Upon arrival we ate a tradition Croatian lunch at the Cantinetta restaurant, our dishes ranged from the tradition stewed beef, marinated to within an inch of its life and cooked so slowly that it melted in the mouth to the Black Cuttlefish Risotto. Those who had chosen the risotto were rather alarmed and almost put off by its appearance, as ink from the cuttlefish is added turning the whole dish (and your mouth) black, however it tasted, they assured me, fantastic.

Well fed and watered we embarked upon our adventure, we squeezed through the tiny streets, not easy for a group of 35! We were going in search of a 13th century fort constructed on the site of an ancient city from the liburnium period (as early as the 4th century BC).

The climb was not an easy one and it seemed that we would never reach the top; we were encouraged to continue by a sign promising us that we were heading in the right direction. 
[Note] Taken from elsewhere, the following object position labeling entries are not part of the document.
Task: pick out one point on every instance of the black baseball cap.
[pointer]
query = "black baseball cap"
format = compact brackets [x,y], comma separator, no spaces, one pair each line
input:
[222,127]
We reached the top of the hill and enjoyed the breathtaking view of Skradin and the Krka river all around us and after making the most of such an incredible photo opportunity we turned to see the fort perched on a hill behind us.The Opwall volunteers stormed the fort without hesitation and took it for their own!
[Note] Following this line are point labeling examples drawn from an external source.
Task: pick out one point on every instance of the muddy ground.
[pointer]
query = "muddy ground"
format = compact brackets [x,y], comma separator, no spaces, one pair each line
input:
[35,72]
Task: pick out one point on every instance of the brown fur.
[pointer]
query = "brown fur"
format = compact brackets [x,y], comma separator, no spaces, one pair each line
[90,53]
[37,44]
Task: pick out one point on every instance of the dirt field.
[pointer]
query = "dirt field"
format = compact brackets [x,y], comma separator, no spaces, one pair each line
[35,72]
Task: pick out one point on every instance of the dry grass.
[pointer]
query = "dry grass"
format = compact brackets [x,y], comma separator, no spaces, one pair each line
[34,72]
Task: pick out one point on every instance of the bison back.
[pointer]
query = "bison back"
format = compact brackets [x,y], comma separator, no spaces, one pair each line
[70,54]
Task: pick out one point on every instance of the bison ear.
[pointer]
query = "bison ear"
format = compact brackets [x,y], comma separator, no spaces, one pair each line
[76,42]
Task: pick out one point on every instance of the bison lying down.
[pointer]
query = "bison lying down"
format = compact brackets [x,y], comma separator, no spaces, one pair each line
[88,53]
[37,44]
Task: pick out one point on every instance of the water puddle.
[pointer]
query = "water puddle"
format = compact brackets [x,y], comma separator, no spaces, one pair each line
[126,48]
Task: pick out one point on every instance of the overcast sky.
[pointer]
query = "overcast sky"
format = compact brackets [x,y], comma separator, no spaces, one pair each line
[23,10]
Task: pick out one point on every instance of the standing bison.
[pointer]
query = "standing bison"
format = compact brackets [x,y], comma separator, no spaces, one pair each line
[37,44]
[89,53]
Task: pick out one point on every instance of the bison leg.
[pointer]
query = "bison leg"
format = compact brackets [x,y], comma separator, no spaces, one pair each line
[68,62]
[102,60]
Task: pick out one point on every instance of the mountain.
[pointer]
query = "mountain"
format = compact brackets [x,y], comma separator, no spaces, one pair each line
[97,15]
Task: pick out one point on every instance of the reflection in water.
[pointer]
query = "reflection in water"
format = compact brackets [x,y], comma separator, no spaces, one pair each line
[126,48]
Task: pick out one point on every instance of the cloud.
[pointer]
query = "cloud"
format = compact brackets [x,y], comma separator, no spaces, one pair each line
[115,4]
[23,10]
The view from here was even more sensational and many selfies were made!

With the arrival of some tourists we decided it was best to get out of their way and head back down to the town. We had definitely earned an ice cream!
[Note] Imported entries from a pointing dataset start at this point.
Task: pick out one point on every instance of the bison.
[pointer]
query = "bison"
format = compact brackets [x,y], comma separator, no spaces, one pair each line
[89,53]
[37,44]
The research assistants explored the narrow streets, taking in the rich history and soaking up the charmimg atmosphere, while the German School of Helsinki found the concrete beach and paddled in the river with the swans.

A few of us managed to stop by the Serbian Orthodox Church of St. Spyridon which was built in 1868. Because of its cultural, historical and artistic value, St. Spyridon was previously protected as a cultural monument in Croatia. During the wars in the 20th century, the church was badly damaged, and all the icons, except the cross of the Crucifixion were relocated. In 2010 work began on an extensive restoration and conservation project, seeing many of the icons replaced or reconstructed.

At the church I was greeted by a monk from the Krka monastery who told me that the church is now under the care of the monastery, which is located near our base in Kistanje and is the starting point for some of our survey transects. He also showed me bottles of the very fine wine made by the monks, however I politely declined his offer to try some at this time! By coincidence the conservation of the church was in part funded by the Cantinetta restaurant where we had eaten lunch.

We ended the afternoon in the park, some were brave enough to attempt the zip wire while others preferred to rest on a bench and enjoy the scenery.

As the late afternoon sun watched over us and the famous Krka wind began to blow we played the name game before boarding the bus to the research base in Kistanje, all of us having enjoyed the relaxation before the real work begins!